Friday, January 14, 2011

Pizza Braid

Dough:
• 1 pkg. (1 scant T.) yeast
• 1 c. very warm water
• 1/4 c. sugar
• 1/2 tsp. salt
• 1 egg
• 2 T. butter
• 3 c. flour (I use 2/3 white, 1/3 whole wheat)
Filling: This is what I used on the braids this month. Feel free to
adjust to your liking!
• pepperoni, sliced in quarters
• chopped ham

• 1/2 jar spaghetti sauce
• 8 oz. shredded mozzarella cheese
Dissolve yeast in water; add sugar, salt, egg, butter and 1 1/2 cups
flour. Beat until smooth; add enough remaining flour until dough is
stiff enough to knead. Knead for 10 minutes. Place in a greased bowl
and let rise until doubled, about 1 1/2 hours. (I used rapid rise
yeast so I adjusted the mixing instructions accordingly - all dry
mixed together with yeast then add hot liquid - and it only had to
rise about 10 minutes).

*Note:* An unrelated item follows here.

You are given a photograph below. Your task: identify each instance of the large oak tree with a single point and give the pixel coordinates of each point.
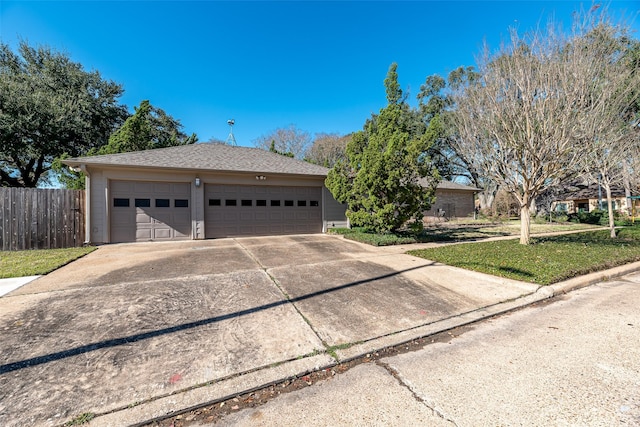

While dough is rising, mix pepperoni and ham (and any other fillings you want to use) with spaghetti sauce. Set aside. Punch down risen dough. Roll dough into
a rectangle on a greased cookie sheet. (I rolled it out on the table
then moved it to wax paper on a cookie sheet) Spoon meat filling down
the center of the dough. Top with mozzarella cheese. Cut 8 even
slits from the filling out to the edge of the dough. (You can use a
pizza cutter to do this. Hint: for even strips, slice your middle
strip first. Then slice the middle of the halves, then the middle of
the quarters. - Actually, I discover that it was easier to do this if
I put the dough on the wax paper on the table then after I finished
slid the wax paper onto the cookie sheet for freezing)
Start at one end and criss cross the dough strips.
Tuck the last strip under.

At this point I put the braid on the cookie sheet in the freezer for
an hour or so to flash freeze. Then I came back and wrapped it in labeled foil. If you are going to
bake your pizza right away, the wax paper isn't necessary.

Be sure unwrap your braid and place it on a baking sheet to thaw.
Bake for 15 minutes at 400*.

Serve with a side salad or veggie for a fun twist on pizza night.


1 comment:

Jessica said...

This is one of our all time favorites. We're having it tomorrow night.